Based on the regression model, those hired by the current Dean are predicted to make 319 dollars more than those not hired by the Dean, which can be argued to be a insignificant salary. Furthermore, the level of significance for the hired variable is .81, which indicates that the relationship between hired and salary is not statistically significant. Based on these factors, I would state that findings do not indicate any favorable treatment by the Dean toward faculty that the Dean specifically hired.
## Question Answer 3
```{r}
data("house.selling.price")
house.selling.price
```
#A
```{r}
summary(lm(Price ~ Size + New, data = house.selling.price))
```
Both size and New variable positively predict selling price. As we change \$ 1 in price, it results in 116.132 change in size and 57736.283 units in New.
$$\\[0.2in]$$
#B
```{r}
new_home <- house.selling.price %>% filter(New == 1)
summary(lm(Price ~ Size, data = new_home))
```
```{r}
old_home <- house.selling.price %>% filter(New == 0)
summary(lm(Price ~ Size, data = old_home))
```
For the filtered data wrt new home and old home, Size positively predicts price (But by a greater value wrt new homes). Adjusted R-squared for the model is also much higher (0.91 vs. 0.58) for new home and old home respectively.

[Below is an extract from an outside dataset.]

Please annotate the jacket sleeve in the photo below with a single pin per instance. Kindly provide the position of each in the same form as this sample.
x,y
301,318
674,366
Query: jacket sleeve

New_Price = 166.35 * Size - 100755.31
Old_Price = 104.438 * Size - 22227.808
#C
```{r}
Size <- 3000
New_Price = 166.35 * Size - 100755.31
Old_Price = 104.438 * Size - 22227.808
sprintf("New Price = %f", New_Price)
sprintf("Old Price = %f", Old_Price)
```
#D
```{r}
summary(lm(Price ~ Size*New, data = house.selling.price))
```
#E
The predicted selling price, based on the new regression that includes interaction between Size and Newness, would look like:
price_with_sizeAndNew = ( -22227.81 + 104.44 * Size ) + ( -78527.50 + 61.92 * Size )
price_with_size = -22227.81 + 104.44 * Size
#F
```{r}
Size <- 3000
New_Price_withSizeAndNew = ( -22227.81 + 104.44 * Size ) +( - 78527.50 + 61.92 * Size )
Old_Price_withSize = -22227.81 + 104.44 * Size
sprintf("New Price = %f", New_Price_withSizeAndNew)
sprintf("Old Price = %f", Old_Price_withSize)
```
#G
```{r}
Size <- 1500
New_Price_withSizeAndNew = -22227.81 + 104.44 * Size - 78527.50 * 1 + 61.92 * Size * 1
Old_Price_withSize = -22227.81 + 104.44 * Size
sprintf("New Price = %f", New_Price_withSizeAndNew)
sprintf("Old Price = %f", Old_Price_withSize)
```
As size of home goes up, the difference in predicted selling prices between old and new homes becomes larger.
#H
When we apply the interaction (having both size and new variable), then we see a significantly large negative coefficient. The adjusted r-squared for the model with Size and New variable combined is 0.7363 and the adjusted r-squared for the first model with just Size variable is 0.7169. The increase in the adjusted r-squared with the interaction model could be due to an additional variable or could indicate a slightly better fit for the prediction of the data. Although both models have almost similar adjusted r-squared value, I would prefer the model with interaction (with Size and New variable) because the regression indicates that the interaction term is statistically significant to selling price prediction, so I feel it is necessary to utilize an equation that factors for this.